Um erro comum de quem está começando é escolher o título só pela rentabilidade anunciada, sem checar o prazo de liquidez. Um CDB com liquidez apenas no vencimento pode até render mais, mas não serve para um dinheiro que você pode precisar resgatar em poucos meses — esse tipo de reserva mais próxima do dia a dia combina melhor com produtos de liquidez diária.
Organizando o orçamento pra começar
Pra sobrar algo pra investir, ajuda ter clareza de quanto entra e quanto pode sair por categoria de gasto todo mês — é sobre isso que fala o nosso artigo sobre o método 50-30-20 de orçamento doméstico.
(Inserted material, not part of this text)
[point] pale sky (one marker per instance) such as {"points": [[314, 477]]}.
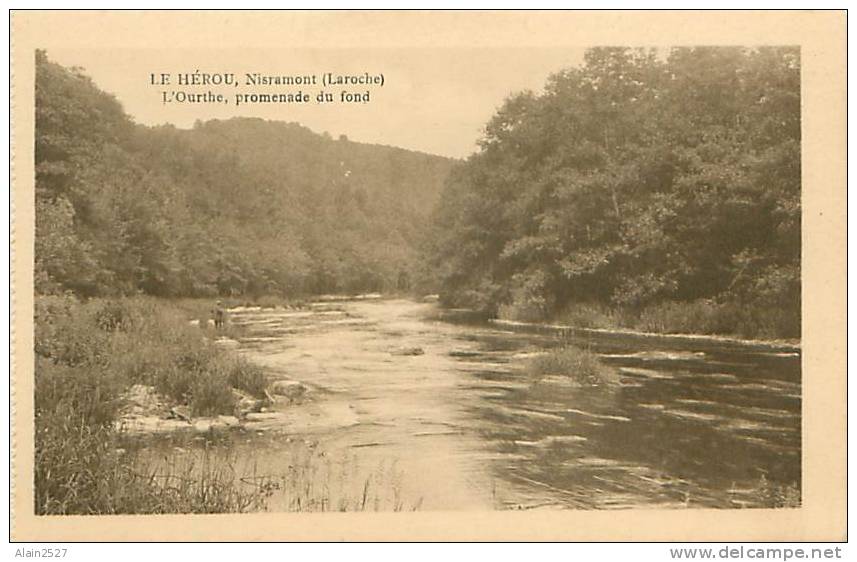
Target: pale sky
{"points": [[435, 100]]}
Definir esse valor "que pode ir pra investimento" com antecedência evita a armadilha de aportar de forma impulsiva um mês e nada no seguinte.
Se você usa o app Prumo para acompanhar seus gastos, separar uma categoria fixa de "aporte mensal" ajuda a criar o hábito antes mesmo de escolher entre Tesouro Direto e CDB — a constância do aporte, ao longo do tempo, costuma pesar mais no resultado final do que a escolha exata do produto.
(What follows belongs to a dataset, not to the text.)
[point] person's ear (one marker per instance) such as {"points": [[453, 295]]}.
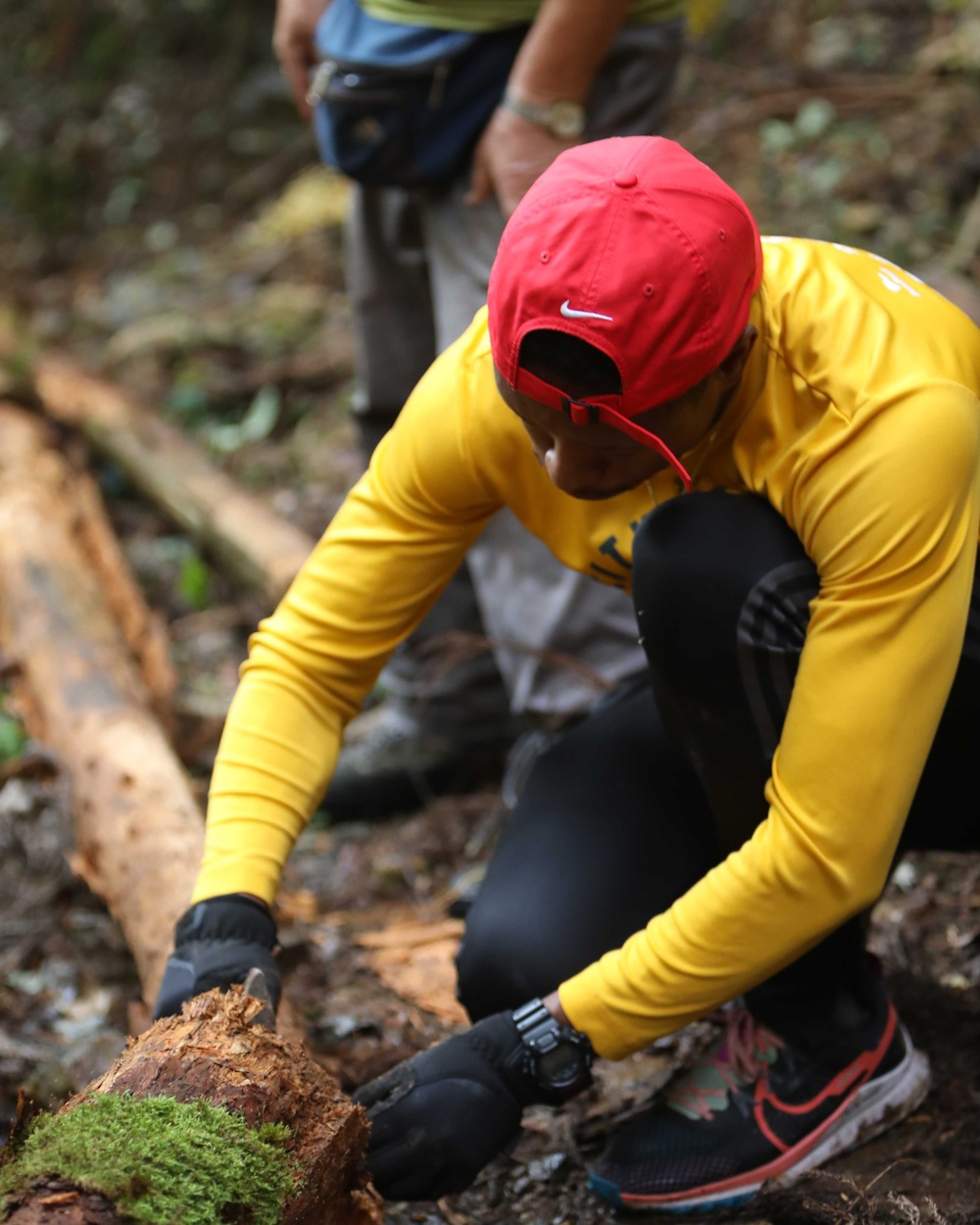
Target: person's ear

Perguntas comuns de quem está começando
Preciso escolher só um dos dois?
Não necessariamente. Muita gente diversifica dentro da própria renda fixa, com uma parte em Tesouro Direto (mais indicada para prazos mais longos) e outra em CDBs de liquidez diária (mais próxima da reserva de emergência ou de metas de curto prazo).
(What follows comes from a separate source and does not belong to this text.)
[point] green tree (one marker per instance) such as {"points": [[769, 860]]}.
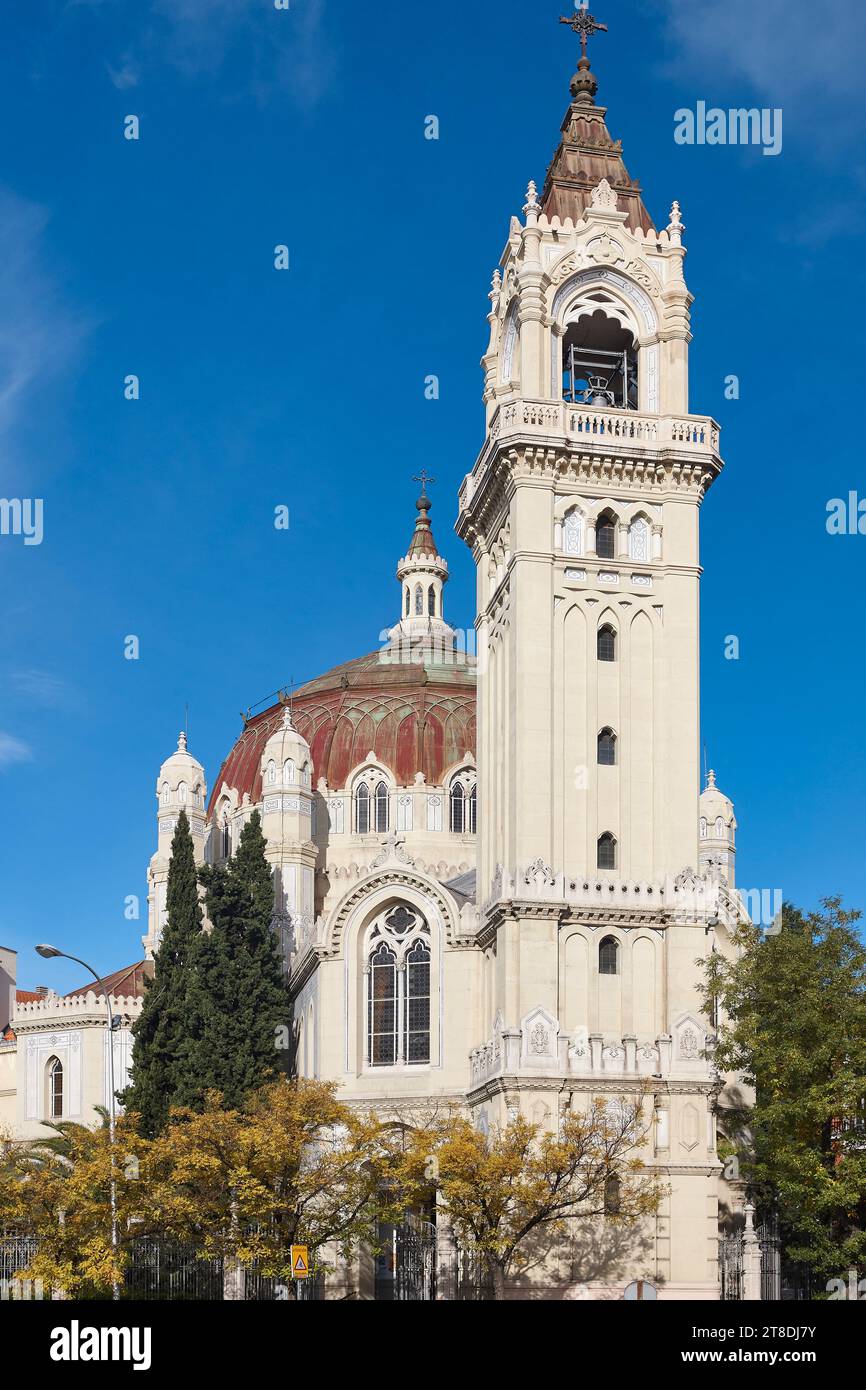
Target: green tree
{"points": [[509, 1196], [793, 1009], [160, 1032], [238, 1004]]}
Rende mais que a poupança?
Em geral, tanto o Tesouro Direto quanto os CDBs costumam ter rentabilidade mais competitiva que a poupança tradicional, mas isso varia conforme o título e o momento da economia — vale sempre comparar as condições vigentes antes de decidir.
Existe imposto sobre o rendimento?
Sim, ambos costumam ter cobrança de Imposto de Renda sobre o ganho, com alíquota que diminui quanto mais tempo o dinheiro fica aplicado. Isso costuma pesar mais em resgates de curtíssimo prazo.
Para fechar
Investir com pouco não é sobre encontrar um "produto mágico" — é sobre entender as regras do jogo, escolher algo compatível com o prazo que você tem e manter o hábito de aportar, mesmo que em valores pequenos. Tesouro Direto e CDB são dois pontos de partida acessíveis e bem estabelecidos no mercado brasileiro, mas o passo que realmente destrava tudo isso costuma ser anterior: montar a reserva de emergência e organizar o orçamento pra saber quanto sobra todo mês.
Feito isso, o resto é escolha entre opções — e não mais um salto no escuro.